クラフトバンドをママ友に教えるように
作ったバッグや籠を周囲にプレゼントしていたら評判となり、ママ友から「私も作りたい」と言われるようになる。
「口コミで参加者が増えていき、公民館を借りて、教室を開くようになりました」
しかし、当時はネットショップも少なく、材料のクラフトバンドが思うように手に入らない。近くのホームセンターには茶色い米袋用のひもしかなく、女性ならもっとかわいい色が欲しいのでは、と気づいた。
「きっと需要があるはず、と36歳のときにクラフトバンドのネットショップを作りました。今から19年前のことです」
起業資金は、ヘソクリ7万円。義母が生活の足しにと、こっそりくれていた小遣いを充てた。
「無知だったので、仕入れ先の見当もつかない。全国のタウンページを取り寄せ、何百件も電話しましたね(笑)。3人目の乳児をおんぶし、静岡の製紙工場まで押しかけて交渉したこともありました」
競合会社が少なかったこともあり、売り上げは右肩上がりだったが、思いもよらない壁にぶち当たった。
「私だけでは手が足りず、ママ友が何人か教室を手伝ってくれていたんです。そのうちの1人は生活に困っていたので、アルバイト代に少し色をつけていました。

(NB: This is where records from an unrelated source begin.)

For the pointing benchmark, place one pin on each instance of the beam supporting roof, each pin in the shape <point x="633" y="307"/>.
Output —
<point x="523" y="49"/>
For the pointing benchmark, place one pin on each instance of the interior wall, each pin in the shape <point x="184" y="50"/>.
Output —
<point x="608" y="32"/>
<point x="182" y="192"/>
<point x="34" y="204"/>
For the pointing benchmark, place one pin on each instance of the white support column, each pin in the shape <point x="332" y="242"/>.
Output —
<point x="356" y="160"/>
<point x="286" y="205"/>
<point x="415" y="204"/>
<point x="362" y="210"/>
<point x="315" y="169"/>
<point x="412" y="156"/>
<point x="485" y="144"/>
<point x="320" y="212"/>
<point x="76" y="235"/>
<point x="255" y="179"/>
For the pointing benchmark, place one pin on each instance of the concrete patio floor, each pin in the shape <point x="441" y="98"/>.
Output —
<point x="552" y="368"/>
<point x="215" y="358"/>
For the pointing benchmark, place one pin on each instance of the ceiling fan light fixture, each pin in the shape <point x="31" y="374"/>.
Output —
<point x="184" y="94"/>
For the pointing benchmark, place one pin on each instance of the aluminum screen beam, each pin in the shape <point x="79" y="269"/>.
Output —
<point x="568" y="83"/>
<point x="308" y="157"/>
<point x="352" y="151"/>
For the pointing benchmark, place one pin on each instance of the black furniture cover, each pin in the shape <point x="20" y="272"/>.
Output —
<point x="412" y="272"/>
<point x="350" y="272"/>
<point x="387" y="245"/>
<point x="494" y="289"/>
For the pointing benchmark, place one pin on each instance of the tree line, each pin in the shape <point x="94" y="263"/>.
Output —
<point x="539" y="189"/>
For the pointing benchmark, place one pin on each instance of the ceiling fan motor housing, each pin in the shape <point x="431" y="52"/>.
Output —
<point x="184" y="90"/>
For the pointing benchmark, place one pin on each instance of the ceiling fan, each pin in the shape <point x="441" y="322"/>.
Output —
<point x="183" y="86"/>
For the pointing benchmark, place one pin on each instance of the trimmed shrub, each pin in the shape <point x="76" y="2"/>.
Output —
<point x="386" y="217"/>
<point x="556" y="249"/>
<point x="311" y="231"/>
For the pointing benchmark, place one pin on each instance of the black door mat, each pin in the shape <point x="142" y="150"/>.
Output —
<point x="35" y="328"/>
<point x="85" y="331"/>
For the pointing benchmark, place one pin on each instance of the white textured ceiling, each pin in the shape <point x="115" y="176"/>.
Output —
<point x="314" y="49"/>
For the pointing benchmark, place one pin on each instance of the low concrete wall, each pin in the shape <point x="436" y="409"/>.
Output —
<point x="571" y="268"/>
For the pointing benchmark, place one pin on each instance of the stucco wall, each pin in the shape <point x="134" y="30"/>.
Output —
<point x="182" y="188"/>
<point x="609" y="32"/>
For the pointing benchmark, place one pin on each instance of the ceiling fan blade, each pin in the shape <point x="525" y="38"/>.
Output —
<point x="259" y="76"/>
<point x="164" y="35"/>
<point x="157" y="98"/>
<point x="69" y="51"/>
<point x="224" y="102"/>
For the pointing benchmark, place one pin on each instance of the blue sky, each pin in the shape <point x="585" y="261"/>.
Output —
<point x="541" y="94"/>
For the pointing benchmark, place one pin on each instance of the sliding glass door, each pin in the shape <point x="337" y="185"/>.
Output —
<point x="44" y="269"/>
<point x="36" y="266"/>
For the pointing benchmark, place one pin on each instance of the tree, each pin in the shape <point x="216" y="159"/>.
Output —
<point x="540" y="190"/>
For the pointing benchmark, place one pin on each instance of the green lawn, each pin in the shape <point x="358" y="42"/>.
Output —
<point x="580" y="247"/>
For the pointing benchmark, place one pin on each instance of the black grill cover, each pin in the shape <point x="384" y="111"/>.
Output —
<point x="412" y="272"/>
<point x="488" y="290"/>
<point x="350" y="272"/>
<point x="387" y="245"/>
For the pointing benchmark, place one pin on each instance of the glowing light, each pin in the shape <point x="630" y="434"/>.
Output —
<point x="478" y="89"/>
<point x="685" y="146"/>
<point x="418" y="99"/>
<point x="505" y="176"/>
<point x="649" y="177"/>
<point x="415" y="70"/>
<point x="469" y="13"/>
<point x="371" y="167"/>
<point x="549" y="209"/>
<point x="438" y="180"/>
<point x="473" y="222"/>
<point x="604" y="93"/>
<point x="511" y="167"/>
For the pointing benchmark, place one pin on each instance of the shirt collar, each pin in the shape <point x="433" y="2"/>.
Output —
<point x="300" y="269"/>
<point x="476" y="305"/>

でも彼女は『見下された』と感じ、私の陰口を周りに言うだけでなく、彼女の娘が私の娘をいじめるようになって。私への妬みもあったのかもしれません」
狭いコミュニティーの中での主婦同士のトラブル。本人に「主婦のくせに先生みたいなまねをして」と言われたことがすごく悲しかった。
「自分ができることをやってようやく自信を持てたのに『〇〇のくせに』と言われて傷つきました。『じゃあこの道を極めてみよう』と、株式会社化したのです」
「クラフトバンドエコロジー協会」を立ち上げ、講師の養成を始めると、さらに商品が売れた。
「最初は知らないことばかりでしたし、私は深く考えるのに向いていないので、悩んでもしょうがない。調べてわからないことは、すぐ商工会議所の受付の女性に何度も聞きに行きました」
最近ではコロナ禍の巣ごもり消費が追い風となり、年商7億円を突破。やり手社長として注目を集めている。